The industry must also prepare for longer-term structural shifts in demand. For example, building fewer offices or recreational facilities but finding more work to retrofit homes and buildings to make them more energy efficient.
Ultimately, the industry must prepare for government and other customers who are demanding infrastructures and buildings that contain and emit much less carbon, have higher standards of building safety and information about buildings, and maximize their contribution to achieving a broader social and economic environment UK value.
How should companies prepare?
The Construction Playbook, released in December, contains an ambitious vision of how the government intends to reset its ties with the construction industry.
Central government customers are providing greater visibility into project pipelines and building closer relationships with the supply chain based on longer-term contracts and more collaborative contract structures.
In return, we seek better information flow throughout the supply chain, the use of should-cost modeling (SCM) and benchmarking to underpin a more honest dialogue about project costs and ensure the industry can achieve a fair profit margin.
The aim is also to ensure fairer contractual conditions throughout the supply chain, better payment methods and better risk management, as well as avoiding problems from escalating into disputes or resolving them quickly.
It also outlines how the government will challenge the industry to achieve better social value and use new technology to achieve this and improve its performance. The topics in the playbook are relevant to the entire industry and provide examples of what companies should do to prepare for the future.

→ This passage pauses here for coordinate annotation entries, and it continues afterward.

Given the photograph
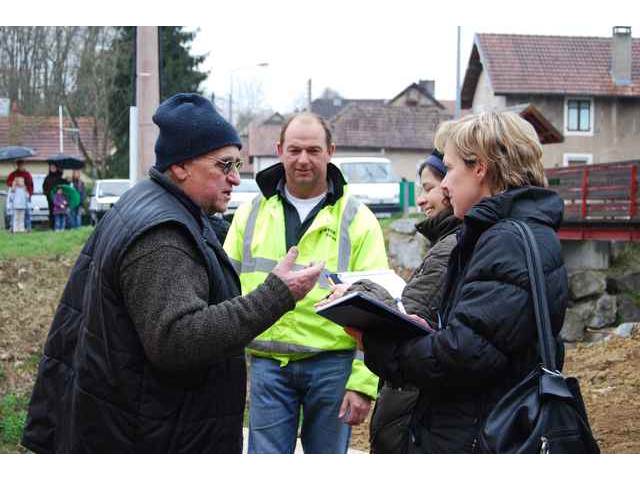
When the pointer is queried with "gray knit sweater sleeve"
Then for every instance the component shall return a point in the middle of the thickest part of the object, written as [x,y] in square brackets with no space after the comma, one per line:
[166,290]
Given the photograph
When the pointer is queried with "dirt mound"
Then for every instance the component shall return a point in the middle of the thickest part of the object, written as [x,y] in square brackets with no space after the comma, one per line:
[31,289]
[609,375]
[609,372]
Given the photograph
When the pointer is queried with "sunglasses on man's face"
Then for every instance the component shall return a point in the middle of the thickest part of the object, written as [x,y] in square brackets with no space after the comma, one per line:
[228,166]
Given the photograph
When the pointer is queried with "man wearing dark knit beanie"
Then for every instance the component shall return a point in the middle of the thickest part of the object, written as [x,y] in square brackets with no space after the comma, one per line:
[146,350]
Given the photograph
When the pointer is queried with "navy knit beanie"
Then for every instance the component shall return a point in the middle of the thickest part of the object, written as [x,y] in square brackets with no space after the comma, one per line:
[190,127]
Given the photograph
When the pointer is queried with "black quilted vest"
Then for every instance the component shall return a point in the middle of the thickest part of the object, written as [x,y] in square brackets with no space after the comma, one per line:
[95,390]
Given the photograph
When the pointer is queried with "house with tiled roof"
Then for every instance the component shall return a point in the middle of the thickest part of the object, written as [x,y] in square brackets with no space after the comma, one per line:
[585,90]
[43,135]
[400,129]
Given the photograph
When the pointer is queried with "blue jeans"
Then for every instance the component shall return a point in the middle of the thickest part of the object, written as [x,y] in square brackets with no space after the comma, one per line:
[74,218]
[317,385]
[59,220]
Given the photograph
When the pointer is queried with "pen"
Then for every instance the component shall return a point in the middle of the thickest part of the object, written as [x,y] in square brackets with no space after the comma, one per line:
[400,306]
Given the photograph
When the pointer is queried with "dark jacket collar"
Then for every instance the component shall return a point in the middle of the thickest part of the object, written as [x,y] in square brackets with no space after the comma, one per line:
[271,181]
[529,204]
[439,226]
[532,204]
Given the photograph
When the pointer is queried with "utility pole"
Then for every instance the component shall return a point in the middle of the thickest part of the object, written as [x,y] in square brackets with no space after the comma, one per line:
[147,96]
[458,99]
[61,128]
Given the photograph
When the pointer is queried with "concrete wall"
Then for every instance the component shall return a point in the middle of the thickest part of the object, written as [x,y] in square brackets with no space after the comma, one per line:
[586,255]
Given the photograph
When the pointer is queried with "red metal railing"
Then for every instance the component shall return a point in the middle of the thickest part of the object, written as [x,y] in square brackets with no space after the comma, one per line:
[601,201]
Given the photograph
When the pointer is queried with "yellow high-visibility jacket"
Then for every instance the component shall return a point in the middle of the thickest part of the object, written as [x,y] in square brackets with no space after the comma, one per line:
[345,235]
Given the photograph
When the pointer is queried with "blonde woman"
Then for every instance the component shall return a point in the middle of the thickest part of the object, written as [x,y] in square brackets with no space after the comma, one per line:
[487,341]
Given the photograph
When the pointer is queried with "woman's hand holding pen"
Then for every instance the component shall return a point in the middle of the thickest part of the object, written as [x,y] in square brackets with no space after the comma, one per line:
[338,290]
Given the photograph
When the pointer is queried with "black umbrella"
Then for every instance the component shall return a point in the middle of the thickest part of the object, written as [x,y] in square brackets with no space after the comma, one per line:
[65,161]
[16,153]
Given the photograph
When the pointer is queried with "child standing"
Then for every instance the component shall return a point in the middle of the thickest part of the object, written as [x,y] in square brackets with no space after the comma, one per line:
[59,210]
[18,205]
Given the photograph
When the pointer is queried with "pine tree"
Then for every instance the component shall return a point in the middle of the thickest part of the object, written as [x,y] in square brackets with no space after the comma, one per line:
[178,73]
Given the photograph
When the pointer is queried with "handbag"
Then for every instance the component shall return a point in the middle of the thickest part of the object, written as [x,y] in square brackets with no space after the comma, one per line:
[545,412]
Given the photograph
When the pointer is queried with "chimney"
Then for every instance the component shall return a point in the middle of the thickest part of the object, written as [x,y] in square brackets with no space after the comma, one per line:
[429,86]
[621,55]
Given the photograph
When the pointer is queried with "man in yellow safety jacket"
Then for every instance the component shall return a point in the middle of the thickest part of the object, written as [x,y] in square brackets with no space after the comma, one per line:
[305,361]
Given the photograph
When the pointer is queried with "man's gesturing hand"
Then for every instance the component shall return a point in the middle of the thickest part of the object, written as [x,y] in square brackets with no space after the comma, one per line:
[300,282]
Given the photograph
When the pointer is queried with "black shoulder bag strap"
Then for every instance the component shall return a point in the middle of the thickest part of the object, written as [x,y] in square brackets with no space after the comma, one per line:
[539,296]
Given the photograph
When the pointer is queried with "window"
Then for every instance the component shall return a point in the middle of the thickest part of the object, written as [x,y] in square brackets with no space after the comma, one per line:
[577,159]
[579,116]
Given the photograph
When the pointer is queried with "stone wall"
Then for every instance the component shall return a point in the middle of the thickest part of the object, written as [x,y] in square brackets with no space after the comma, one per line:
[604,282]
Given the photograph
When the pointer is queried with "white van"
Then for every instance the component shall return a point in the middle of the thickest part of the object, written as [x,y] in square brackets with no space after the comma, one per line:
[372,180]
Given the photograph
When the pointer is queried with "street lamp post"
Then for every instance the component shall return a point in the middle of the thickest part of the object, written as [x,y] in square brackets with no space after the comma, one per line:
[262,64]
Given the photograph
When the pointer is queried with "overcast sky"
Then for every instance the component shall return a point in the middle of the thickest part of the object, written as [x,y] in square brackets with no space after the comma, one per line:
[370,53]
[362,49]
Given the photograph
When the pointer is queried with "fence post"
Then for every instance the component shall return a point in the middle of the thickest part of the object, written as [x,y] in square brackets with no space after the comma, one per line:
[633,204]
[585,191]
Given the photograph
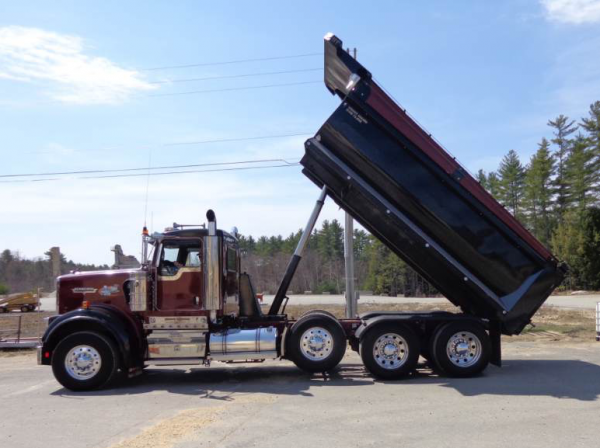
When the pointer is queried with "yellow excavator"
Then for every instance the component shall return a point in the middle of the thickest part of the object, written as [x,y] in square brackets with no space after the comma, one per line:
[24,302]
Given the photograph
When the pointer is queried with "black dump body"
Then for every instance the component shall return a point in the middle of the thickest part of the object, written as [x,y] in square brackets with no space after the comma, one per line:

What is the industry holding back?
The main obstacles to the advancement of the industry are its structure and also its controversial culture.
The future is more collaborative, with closer relationships between customers and companies across the construction supply chain, greater transparency and information sharing, and an industry where most of the infrastructure and new buildings will be manufactured and will be part of a digitized built environment.
The industry needs to better understand what contribution it can make to society and how it can maximize it, invest in improving its ability to innovate and use new technologies and techniques, increase its diversity, improve its skill levels and competency, and deliver better professional ones and mental health care for everyone in the industry.
One way to the future
The Transforming Construction Challenge, a £ 420 million industry-government innovation partnership that is part of the Construction Sector Agreement, supports the development of a wide range of innovations and related approaches and techniques.
It has supported the use of AI to improve project planning and execution, digital platforms that help SMEs use modern building methods, and new manufacturing techniques for making houses and other buildings, including pioneering the use of product platforms (common sets of Components). for built assets, an approach that has been very successful in the automotive sector.
In parallel, the Construction Innovation Hub has developed an approach to define what constitutes value, to expand the focus of procurement away from the cost of capital, and is also working on how quality management approaches can be embedded in the implementation of construction projects.
Many companies of all sizes are improving their performance. Covid-19 has asked many to rethink their business processes and on-site operations and adapt them to improve productivity in order to close the production gap created by the need for safer work practices.
In parallel, we see companies large and small adopting new technologies and investing in the skills of their workforce, or hiring people from other sectors, whether IT or manufacturing, to bring new ideas and skills to the company.
These trends are good, but they need to be embedded and accelerated to realize the full value of the industry and its production.
Image by Max Langelott / Unsplash
- The one-day Adapt & Thrive virtual conference on Wednesday March 24th will feature speakers from industry, government, technology and other influencers who share their vision for an agile and productive construction industry. Find out more and register here.